Make no mistake, there is a great deal of excess, too. We don’t actually need this many varieties of meat patted, prodded and appropriately styled for Instagram stories. But there’s something that food does for our spirit. And not just the consumption of it. That’s the easy part. The ritual preparation of a well-cooked meal as an act of love is an act of devotion. It is, for me, a part of having faith. And thinking about it as an act of love is how I reconcile the gendered division of work in the home.
So I am making mutabbaq, which in Arabic means “folded”. It is described as a stuffed pancake or pan-fried bread and it’s common everywhere between the Arabian Peninsula and Southeast Asia. It is an especially popular street food in Malaysia, Singapore and Indonesia. Saudi Arabia is where I learned to love it. So even though I’m far away I make mutabbaq every Ramadan.
I use large sheets of purr, the wafer-thin pastry traditionally used to make samoosas. But while the purr for samoosas would be cut in long strips, I use larger, rectangular shaped sheets for the mutabbaq. I can’t take the credit for making the purr. I’ve never even attempted it. I’m happy to support the aunties who run massive samoosa purr businesses out of their kitchens. Good purr comes at a premium. They are delicate. So even as I work, I cover the stack in a damp cloth to prevent them from cracking.
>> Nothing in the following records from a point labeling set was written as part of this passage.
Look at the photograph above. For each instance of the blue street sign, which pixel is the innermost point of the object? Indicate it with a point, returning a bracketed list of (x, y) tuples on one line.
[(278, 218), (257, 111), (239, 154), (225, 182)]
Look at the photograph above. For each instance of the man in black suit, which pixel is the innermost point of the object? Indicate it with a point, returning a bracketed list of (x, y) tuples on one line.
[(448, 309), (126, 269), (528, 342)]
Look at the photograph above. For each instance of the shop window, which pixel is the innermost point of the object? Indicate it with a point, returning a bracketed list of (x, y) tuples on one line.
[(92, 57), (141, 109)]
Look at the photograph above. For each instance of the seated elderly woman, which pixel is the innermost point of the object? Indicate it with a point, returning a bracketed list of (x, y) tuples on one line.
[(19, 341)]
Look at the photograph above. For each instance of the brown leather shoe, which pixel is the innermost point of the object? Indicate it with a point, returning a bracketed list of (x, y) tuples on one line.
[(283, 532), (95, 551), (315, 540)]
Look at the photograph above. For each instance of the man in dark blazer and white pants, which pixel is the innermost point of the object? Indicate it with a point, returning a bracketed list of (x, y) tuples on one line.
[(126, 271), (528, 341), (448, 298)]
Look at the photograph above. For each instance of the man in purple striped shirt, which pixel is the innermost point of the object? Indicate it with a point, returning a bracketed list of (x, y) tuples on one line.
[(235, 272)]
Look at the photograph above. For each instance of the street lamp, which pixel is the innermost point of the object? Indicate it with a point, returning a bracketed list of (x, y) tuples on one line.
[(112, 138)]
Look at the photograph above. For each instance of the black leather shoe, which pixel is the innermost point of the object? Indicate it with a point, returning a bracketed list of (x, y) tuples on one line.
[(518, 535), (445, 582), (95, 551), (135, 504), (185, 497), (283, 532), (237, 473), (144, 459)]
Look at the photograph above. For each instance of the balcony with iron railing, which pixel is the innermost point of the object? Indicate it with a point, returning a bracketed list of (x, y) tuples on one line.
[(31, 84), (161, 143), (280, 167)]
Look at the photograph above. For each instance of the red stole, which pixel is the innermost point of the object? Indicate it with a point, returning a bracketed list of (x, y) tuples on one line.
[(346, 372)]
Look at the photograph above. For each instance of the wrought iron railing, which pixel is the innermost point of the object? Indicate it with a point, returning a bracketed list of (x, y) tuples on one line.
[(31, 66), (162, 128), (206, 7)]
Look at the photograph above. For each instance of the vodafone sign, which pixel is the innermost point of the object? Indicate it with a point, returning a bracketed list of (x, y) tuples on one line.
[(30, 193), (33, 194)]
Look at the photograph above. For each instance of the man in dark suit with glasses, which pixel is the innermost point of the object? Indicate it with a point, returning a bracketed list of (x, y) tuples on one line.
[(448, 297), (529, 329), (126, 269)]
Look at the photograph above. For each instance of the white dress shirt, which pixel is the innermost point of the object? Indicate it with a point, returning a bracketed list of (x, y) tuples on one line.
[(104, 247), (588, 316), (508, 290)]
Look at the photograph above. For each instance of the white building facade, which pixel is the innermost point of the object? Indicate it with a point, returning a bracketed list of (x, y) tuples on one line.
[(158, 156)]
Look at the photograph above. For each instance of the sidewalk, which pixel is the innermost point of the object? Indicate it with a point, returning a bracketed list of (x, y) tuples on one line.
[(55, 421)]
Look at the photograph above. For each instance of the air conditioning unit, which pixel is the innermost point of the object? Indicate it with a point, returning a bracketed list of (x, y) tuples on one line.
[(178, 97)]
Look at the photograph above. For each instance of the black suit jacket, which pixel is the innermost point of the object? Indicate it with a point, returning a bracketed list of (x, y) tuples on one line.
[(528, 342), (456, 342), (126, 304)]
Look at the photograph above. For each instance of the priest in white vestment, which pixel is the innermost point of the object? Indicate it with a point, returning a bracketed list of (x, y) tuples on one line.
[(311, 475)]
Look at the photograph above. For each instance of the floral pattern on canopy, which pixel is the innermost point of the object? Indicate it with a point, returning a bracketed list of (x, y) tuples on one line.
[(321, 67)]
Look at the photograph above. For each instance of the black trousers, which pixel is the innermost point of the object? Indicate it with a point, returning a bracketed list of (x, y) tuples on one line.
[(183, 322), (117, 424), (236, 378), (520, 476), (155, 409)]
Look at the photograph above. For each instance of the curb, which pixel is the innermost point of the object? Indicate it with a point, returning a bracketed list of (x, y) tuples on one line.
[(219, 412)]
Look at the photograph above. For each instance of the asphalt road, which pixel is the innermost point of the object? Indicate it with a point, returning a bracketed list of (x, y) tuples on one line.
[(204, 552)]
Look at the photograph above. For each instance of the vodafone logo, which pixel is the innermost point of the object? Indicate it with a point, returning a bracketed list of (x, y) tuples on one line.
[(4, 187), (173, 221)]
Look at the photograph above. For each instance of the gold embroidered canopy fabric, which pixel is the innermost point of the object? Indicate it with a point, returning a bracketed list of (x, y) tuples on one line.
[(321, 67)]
I start by taking two sheets and slice them in half. These will be the centres of my mutabbaq. I have to work quickly. I reach for the stack beneath the cloth, gently peeling off a complete sheet and laying it in front of me. In the middle of that sheet I place one of the pieces I’ve already cut. And then I reach for the filling. I’m using chicken mince that my mum has cooked and frozen especially for mutabbaq. Into it, I’ve beaten five eggs and gently seasoned it further. As I use a serving spoon to gently pat the filling onto the centre of the mutabbaq, I remember in horror that one time I got a bit carried away with lemon pepper. I shudder.
And then I begin folding.
As I fold the edges inward, using a paste of flour and water to seal it, I am reminded of a different time and a different me. A teenage me walking into the crowded alleyways of Madina in Saudi Arabia with my brother late on Ramadan nights. The holy month turns many Muslim majority countries into nocturnal nations. So the streets were as full with people and cars as they were with merriment. The shopkeepers’ chants of “five riyal, five riyal, everything five riyal, hey South African, Mandela, five riyal!” were a perennial soundtrack for us — apparently you could spot a South African a mile away. But it’s not the five riyal store that had interested us. We were buying mutabbaq. Even as I remember standing in the queue at the vendor, I am frustrated by my fading memory. I can’t recall where the vendor was situated. But I remember my brother standing beside me, my constant companion, as we watched a man dexterously folding a mutabbaq. He was quick. Far quicker than I could ever hope to be folding mutabbaq as I do once a year. I remember ordering, “bedoon tamatim” — without tomato. “Wa waahid bil mawz.” And one with banana.
With a smile, I lift my first mutabbaq on the griddle plan. My family is already clamouring around me. This is my homage to the love of food, but the love too of food in places we love.